Das einfach Mensch sein muss darum allgemein stärker akzeptiert werden. Dem Sozialwesen Mensch muss der Unterschied zwischen, im negativen Sinne angstfrei sein, und im positiven Sinne angstfrei sein, deutlich gemacht werden. Im negativen Sinne angstfrei ist ein Mensch, wenn er durch die Verdrängung seiner Angst keinen Zugang mehr zu ihr hat. Doch bleibt sie natürlich präsent und übt durch den Versuch der Verdrängung einen gesteigerten Druck auf die betreffende Person aus. Darüber hinaus wird durch die Verdrängung einer natürlichen Emotion, auch der Zugang zu anderen Emotionen, wie etwa dem Mitgefühl etc., verschlechtert.

Im positiven Sinne angstfrei ist ein Mensch, wenn er sich seiner Angst durchaus bewusst ist, aber durch Selbstvergebung über genug innere Kraft verfügt, diese als natürlichen Bestandteil des einfach Mensch sein zu akzeptieren. Selbstvergebung versetzt solch einen Menschen damit in die Lage, mit seiner Angst und somit auch mit seinen übrigen Emotionen, in gesunden Kontakt zu treten. Dadurch kann ein solcher Mensch, frei von innerem Druck, angemessen mit seinen Emotionen auf die Anforderungen des Lebens reagieren. Er ist dann in der Lage, schwierige Situationen entweder allein, mit sich selbst zu klären und Emotionen wie Angst etc. in sich selbst zu befrieden, oder andere Menschen um Hilfe zu bitten. Dadurch ist er nicht mehr gezwungen, andere mit seinen ihm entfremdeten Emotionen, durch unangemessen überhebliches, aggressives oder gar gewalttätiges Verhalten, zu belästigen.

Im Großen und Ganzen gilt also, wer sich wirklich innerlich zufrieden, ruhig und damit gut fühlt, tut auch anderen Gutes. Wer sich wirklich innerlich wohl fühlt, tut anderen wohl. Wer sich dagegen innerlich unwohl fühlt, tut anderen unwohl und wer sich innerlich schlecht fühlt, tut anderen Schlechtes. Das ist einfach logisch. Völlig unlogisch wäre es dagegen, anzunehmen, dass Menschen die sich wirklich innerlich gut fühlen, anderen Schlechtes tun. Es kommt auch nicht darauf an, ob sie sich „gut fühlen“ während sie anderen Mensch Schlechtes tun. Wichtig ist der Moment davor.
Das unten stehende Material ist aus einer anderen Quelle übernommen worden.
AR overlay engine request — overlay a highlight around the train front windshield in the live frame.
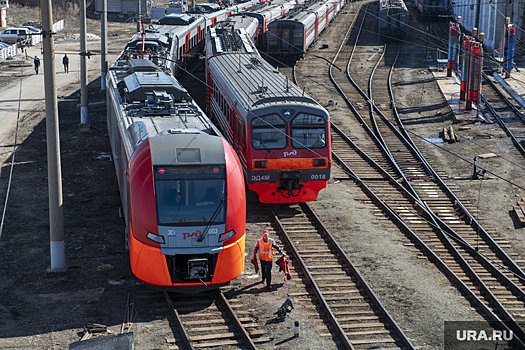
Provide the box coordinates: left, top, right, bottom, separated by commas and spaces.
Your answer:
155, 165, 226, 226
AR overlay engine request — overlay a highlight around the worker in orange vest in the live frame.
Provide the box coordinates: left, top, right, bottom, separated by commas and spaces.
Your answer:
253, 230, 286, 289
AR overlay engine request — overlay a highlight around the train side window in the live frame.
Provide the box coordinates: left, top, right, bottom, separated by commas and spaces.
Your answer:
290, 113, 326, 148
252, 114, 286, 149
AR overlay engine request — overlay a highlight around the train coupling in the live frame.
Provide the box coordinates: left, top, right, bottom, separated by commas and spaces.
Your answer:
188, 259, 208, 280
279, 171, 302, 193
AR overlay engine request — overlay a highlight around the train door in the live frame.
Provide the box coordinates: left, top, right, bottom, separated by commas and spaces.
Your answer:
281, 28, 292, 50
232, 114, 246, 158
314, 14, 319, 40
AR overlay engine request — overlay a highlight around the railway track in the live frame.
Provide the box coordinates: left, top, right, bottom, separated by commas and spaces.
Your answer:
318, 0, 525, 348
270, 203, 414, 349
164, 290, 270, 349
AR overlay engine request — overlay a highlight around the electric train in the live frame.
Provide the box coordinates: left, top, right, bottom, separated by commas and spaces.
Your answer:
107, 28, 246, 293
206, 28, 331, 203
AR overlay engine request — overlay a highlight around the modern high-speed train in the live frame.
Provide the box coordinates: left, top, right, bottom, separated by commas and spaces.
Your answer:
107, 27, 246, 293
206, 28, 331, 203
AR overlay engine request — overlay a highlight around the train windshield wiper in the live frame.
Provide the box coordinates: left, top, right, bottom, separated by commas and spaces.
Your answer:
197, 191, 226, 242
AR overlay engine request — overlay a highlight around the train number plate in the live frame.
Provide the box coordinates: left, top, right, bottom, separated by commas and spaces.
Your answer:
310, 174, 327, 181
251, 175, 270, 182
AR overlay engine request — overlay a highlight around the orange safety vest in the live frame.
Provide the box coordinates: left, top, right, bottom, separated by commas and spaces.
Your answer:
259, 238, 273, 261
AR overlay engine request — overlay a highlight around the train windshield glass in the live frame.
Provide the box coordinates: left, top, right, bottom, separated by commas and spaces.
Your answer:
155, 165, 226, 226
291, 113, 326, 148
252, 114, 286, 149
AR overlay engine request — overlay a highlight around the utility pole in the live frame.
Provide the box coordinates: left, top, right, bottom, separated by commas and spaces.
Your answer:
137, 0, 142, 33
40, 0, 66, 272
80, 0, 89, 127
100, 0, 108, 91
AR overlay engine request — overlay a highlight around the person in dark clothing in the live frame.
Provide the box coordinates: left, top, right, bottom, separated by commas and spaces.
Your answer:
253, 230, 286, 288
62, 53, 69, 73
33, 56, 40, 74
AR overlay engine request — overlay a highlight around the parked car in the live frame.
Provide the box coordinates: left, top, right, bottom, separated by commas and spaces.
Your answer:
0, 28, 31, 43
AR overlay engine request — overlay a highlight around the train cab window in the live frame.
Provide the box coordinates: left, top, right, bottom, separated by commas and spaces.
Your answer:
151, 165, 226, 226
290, 113, 326, 148
252, 114, 286, 149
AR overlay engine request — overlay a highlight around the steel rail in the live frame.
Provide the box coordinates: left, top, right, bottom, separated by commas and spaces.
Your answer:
162, 291, 195, 350
481, 71, 525, 123
212, 289, 257, 350
332, 129, 525, 348
480, 72, 525, 157
303, 203, 415, 349
268, 206, 355, 350
329, 3, 417, 205
324, 3, 522, 344
387, 61, 525, 280
332, 137, 525, 349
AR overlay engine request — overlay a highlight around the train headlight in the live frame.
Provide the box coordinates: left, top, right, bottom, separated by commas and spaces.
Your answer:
253, 160, 268, 168
219, 230, 235, 242
146, 232, 166, 244
313, 158, 326, 166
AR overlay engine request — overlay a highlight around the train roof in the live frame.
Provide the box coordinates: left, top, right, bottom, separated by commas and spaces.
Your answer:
217, 14, 259, 36
150, 132, 226, 166
272, 0, 333, 23
206, 29, 318, 110
379, 0, 407, 11
159, 13, 197, 26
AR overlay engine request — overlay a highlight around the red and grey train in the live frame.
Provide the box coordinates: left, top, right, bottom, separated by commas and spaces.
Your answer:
206, 28, 331, 203
107, 34, 246, 292
267, 0, 345, 59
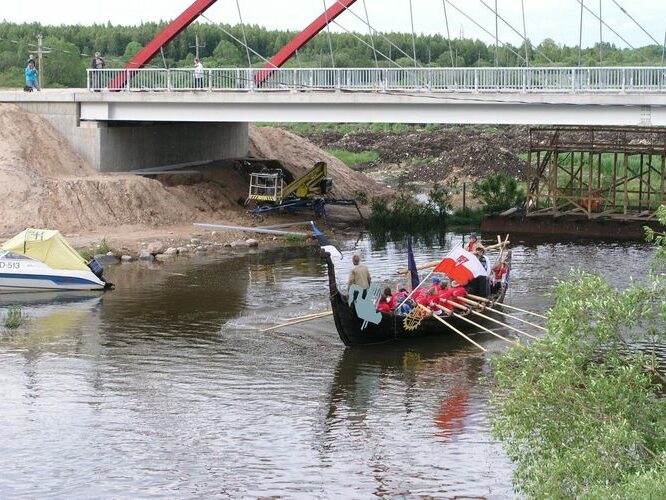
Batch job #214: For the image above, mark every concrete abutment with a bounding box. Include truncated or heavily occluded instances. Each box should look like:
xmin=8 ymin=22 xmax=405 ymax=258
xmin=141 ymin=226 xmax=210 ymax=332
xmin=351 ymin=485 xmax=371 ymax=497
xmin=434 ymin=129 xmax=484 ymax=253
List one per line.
xmin=10 ymin=102 xmax=249 ymax=172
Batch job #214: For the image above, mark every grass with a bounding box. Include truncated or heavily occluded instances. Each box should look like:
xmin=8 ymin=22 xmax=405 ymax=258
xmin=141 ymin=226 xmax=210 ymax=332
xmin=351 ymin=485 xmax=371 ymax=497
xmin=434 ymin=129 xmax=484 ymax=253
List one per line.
xmin=326 ymin=149 xmax=379 ymax=167
xmin=79 ymin=238 xmax=113 ymax=261
xmin=4 ymin=306 xmax=28 ymax=330
xmin=258 ymin=122 xmax=442 ymax=135
xmin=280 ymin=234 xmax=306 ymax=246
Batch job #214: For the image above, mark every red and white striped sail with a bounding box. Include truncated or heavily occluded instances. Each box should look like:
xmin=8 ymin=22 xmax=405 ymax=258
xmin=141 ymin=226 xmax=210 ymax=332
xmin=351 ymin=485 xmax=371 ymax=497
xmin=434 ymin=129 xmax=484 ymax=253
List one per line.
xmin=434 ymin=246 xmax=488 ymax=285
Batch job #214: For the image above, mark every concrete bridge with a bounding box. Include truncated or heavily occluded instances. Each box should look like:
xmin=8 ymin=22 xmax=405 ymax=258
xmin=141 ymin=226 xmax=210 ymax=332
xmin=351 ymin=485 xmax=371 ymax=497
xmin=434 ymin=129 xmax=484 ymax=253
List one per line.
xmin=0 ymin=68 xmax=666 ymax=172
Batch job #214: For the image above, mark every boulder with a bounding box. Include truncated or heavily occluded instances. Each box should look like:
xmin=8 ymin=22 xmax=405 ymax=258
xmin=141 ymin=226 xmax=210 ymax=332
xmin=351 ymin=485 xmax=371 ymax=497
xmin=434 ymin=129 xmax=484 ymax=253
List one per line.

Der Moment der Intention. Also dann, wenn der Impuls zum „Vorhaben“ entsteht. Und die Intention zu jeder schlechten Tat entsteht aus einem inneren Druck-, Unwohlsein-, Mangel- oder Missempfinden.

Wie richtet man beispielsweise einen Hund darauf ab, aggressiv und „scharf“ zu sein? Mit rosa Decken und Plüschhasen doch bestimmt nicht. Man fügt ihm Schmerz zu und erzeugt so in ihm ein latentes „Schmerzgedächtnis“ und Unwohlsein. Ist denn jemand „glücklich und Herr der Lage“ wenn er unhöflich ist, andere übervorteilt, belügt und betrügt? Oder wenn er sie gar quält und tötet? Logischerweise ist solch ein Mensch, auch wenn die Fassade oftmals trügt, in sich voll Missempfinden, verwundet und völlig wund.

Dass diese Zusammenhänge bisher nicht durchschaut oder deutlich artikuliert wurden, liegt daran, dass wir uns alle vorwerfen lassen müssen, uns zu schnell von Schwäche als natürlichem Teil des Menschseins abzuwenden und zu schnell mit Macht, übergroßem Reichtum und Stärke, als Hinwendung zur Übermenschlichkeit zu liebäugeln. Es wird höchste Zeit dieses rudimentäre Verhalten aus Steinzeit und Mittelalter in uns selbst und damit letztendlich auch innerhalb der gesamten Menschheit abzulegen. Dass sich die Menschheit bisher überhaupt so gut entwickelt hat, trotz dieser Schwächung an ihrer unmittelbaren Basis, zeigt wie stark doch die konstruktive Kraft des Lebens ist.

Zusammenfassend lässt sich also sagen, dass Menschen, die ihre Angst - und damit einen völlig natürlichen Teil des Menschseins - verdrängen, unter diesem Druck in der Disposition sind, Böses zu tun. Ob sich ein Mensch also nett, neutral, gemein oder böse verhält, hängt demnach im Wesentlichen davon ab, ob er sich selbst seine Angst, seine Schwäche und sein Versagen und damit letztendlich sein einfach Mensch sein, vergeben kann.

Eine sachliche Analyse des Bösen, das auf unserer Welt passiert!